Our study was limited by lack of an older female ferret group, due to lack of a supply of these animals early in the pandemic. Therefore, our conclusions focus on the suggestion that early antiviral intervention may be more beneficial for males compared to females infected with SARS-CoV-2. Moreover, 2-year-old male ferrets had higher viral load that persisted longer in their upper respiratory tracts compared to 1-year-old males and that in turn was associated with uniquely delayed antiviral gene expression. While further research is needed to confirm the target genes we have identified, our study represents a unique transcriptomic resource and established animal model for sex as a biological variable for further research. Additional sex-aggregated analysis of antiviral use in clinical studies may be beneficial to understanding the outcome of antiviral treatment during COVID-19 for compounds such as remdesivir or interferon-beta. More work is needed to expand on these conclusions and identify whether these mechanisms are also at play in humans and if older males may be a cause more transmission due to prolonged viral shedding. Our model which shows sex- and age-specific regulation of the interferon responses during SARS-CoV-2 could be used for the investigation of sex-specific effectiveness of interferon-beta or interferon-lambda treatment.
Methods
Ethics statement
All work was conducted in accordance with the Canadian Council of Animal Care (CCAC) guidelines. The study was also approved by the University Animal Care Committee (UACC) Animal Research Ethics Board (AREB) from the University of Saskatchewan in association with the Vaccine and Infectious Disease Organization (VIDO) under the AUP number 20200016. For ferret manipulation, 5% isoflurane anesthesia was used with all efforts to minimize suffering. All work was carried out in compliance with the ARRIVE guidelines.
Virus
The SARS-CoV-2 isolate/Canada/ON/VIDO-01-2020 used for infections and in vitro assays was isolated from a patient presenting at a Toronto hospital upon returning from Wuhan, China77. The viral stock grown in vDMEM (DMEM (Dulbecco’s Modified Eagle Medium) (Wisent Bioproducts (Cat # 319-005-CL)), 2% fetal calf serum (Wisent Bioproducts (Cat # 090-150)), 5 mL 100 × Penicillin (10,000 U/mL)/Streptomycin (10,000 μg/mL), and 2 μg/mL TPCK-trypsin) was from the second passage (GISAID-EPI_ISL_425177). All work with SARS-CoV-2 live virus was performed in a CL3 facility at VIDO-InterVac (Saskatoon, Saskatchewan, Canada).

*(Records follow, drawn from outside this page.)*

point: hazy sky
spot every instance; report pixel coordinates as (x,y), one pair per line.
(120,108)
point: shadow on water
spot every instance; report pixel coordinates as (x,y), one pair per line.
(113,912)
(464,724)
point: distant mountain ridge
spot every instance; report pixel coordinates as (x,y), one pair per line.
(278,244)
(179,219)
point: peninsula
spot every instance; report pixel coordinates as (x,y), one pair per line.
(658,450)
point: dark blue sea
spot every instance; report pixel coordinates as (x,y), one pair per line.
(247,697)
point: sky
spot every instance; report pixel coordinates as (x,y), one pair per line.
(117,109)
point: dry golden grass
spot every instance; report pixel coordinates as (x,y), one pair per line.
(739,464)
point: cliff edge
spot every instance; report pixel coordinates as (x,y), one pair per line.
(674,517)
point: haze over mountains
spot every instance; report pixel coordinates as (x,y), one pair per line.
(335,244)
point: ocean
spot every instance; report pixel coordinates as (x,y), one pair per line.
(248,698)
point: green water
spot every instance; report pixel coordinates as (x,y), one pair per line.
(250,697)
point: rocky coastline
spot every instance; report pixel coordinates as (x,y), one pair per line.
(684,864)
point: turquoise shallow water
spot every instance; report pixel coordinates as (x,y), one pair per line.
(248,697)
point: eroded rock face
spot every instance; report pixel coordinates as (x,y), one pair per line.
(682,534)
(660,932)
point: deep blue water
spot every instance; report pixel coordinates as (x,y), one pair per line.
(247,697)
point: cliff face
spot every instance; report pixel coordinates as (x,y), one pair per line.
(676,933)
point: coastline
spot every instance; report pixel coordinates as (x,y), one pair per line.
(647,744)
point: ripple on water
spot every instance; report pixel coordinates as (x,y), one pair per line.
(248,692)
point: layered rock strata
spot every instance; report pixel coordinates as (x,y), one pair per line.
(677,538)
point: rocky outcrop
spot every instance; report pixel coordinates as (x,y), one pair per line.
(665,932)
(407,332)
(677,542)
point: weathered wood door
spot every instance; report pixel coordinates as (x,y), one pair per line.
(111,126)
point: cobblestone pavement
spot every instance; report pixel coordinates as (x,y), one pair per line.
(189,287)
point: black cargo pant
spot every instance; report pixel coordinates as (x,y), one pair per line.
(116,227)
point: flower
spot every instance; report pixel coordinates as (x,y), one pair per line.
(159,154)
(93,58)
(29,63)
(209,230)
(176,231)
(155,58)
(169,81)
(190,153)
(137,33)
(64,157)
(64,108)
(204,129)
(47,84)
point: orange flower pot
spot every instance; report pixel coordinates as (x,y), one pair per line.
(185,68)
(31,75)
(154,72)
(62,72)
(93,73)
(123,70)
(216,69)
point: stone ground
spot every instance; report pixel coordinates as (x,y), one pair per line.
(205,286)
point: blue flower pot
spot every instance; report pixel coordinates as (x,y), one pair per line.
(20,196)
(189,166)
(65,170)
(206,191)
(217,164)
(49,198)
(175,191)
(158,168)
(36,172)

Animals, infections, and tissue collection
Female (1 year), adult male (1 year) and 2-year-old (2 years) ferrets with intact sex organs were purchased from Triple F Farms (Gillett, PA, USA). Ferrets were anesthetized for intranasal SARS-CoV-2 at 106 TCID50 infections. On day 2, 7, 14, and 21 post infection, ferrets were terminally bled by intra-cardiac puncture and humanely euthanized. Three additional uninfected animals were monitored for weight and temperature fluctuations over 7 days, as controls. Following infection, weight, temperature, and clinical signs were monitored once daily for 14–21 days. Ferret weights were determined using a digital weight scale. Temperatures were measured by using a subcutaneous implantable temperature transponder (BioMedic Data Systems, Seaford, DE). Weight and temperature were calculated as a percentage of original weights.
Viral titers
Nasal washes (1 mL) were collected post infection in anesthetized ferrets. Tissues collected at necropsy were homogenized in serum free DMEM using a Qiagen TissueLyzer. A 1:10 dilution series of sample was established in viral growth media (vDMEM) for TCID50 virus infection titration assays. Viral load was calculated by determining the 50% endpoint using the Reed-Muench method after observing cytopathic effect (CPE) on day 5 after cell inoculation.
Viral neutralization assay
Plasma was heat-inactivated at 56 °C for 30 m and then serially diluted 1:2. Virus was diluted to 100 TCID50 in vDMEM and used at a 1:1 ratio to plasma, incubated at 37 °C for 1 h and added to cultured Vero-76 cells in 96 well plates for 1 h at 37 °C. Inhibition of CPE was observed and recorded on day 5 post infection.
RNA extraction and quantitative real-time PCR (qRT-PCR)
Tissue RNA was extracted using the Qiagen RNeasy Mini kit cat. # 74106 (Qiagen, Toronto, Canada) according to the manufacturer’s instructions. vRNA was extracted from nasal washes using the Qiagen QIAamp Viral RNA Mini Kit cat. # 52904 (Qiagen). All host qRT-PCR was performed in triplicate on cDNA synthesized as previously described43 (Table 1). vRNA was quantified by Qiagen Quanti-fast RT probe master mix (Qiagen, Toronto, Canada) using primer/probe sets specific for the SARS-CoV-2 E gene. The reactions were performed on a StepOnePlus Real-Time PCR System in a 96-well plate (Thermo Fisher) as previously described78.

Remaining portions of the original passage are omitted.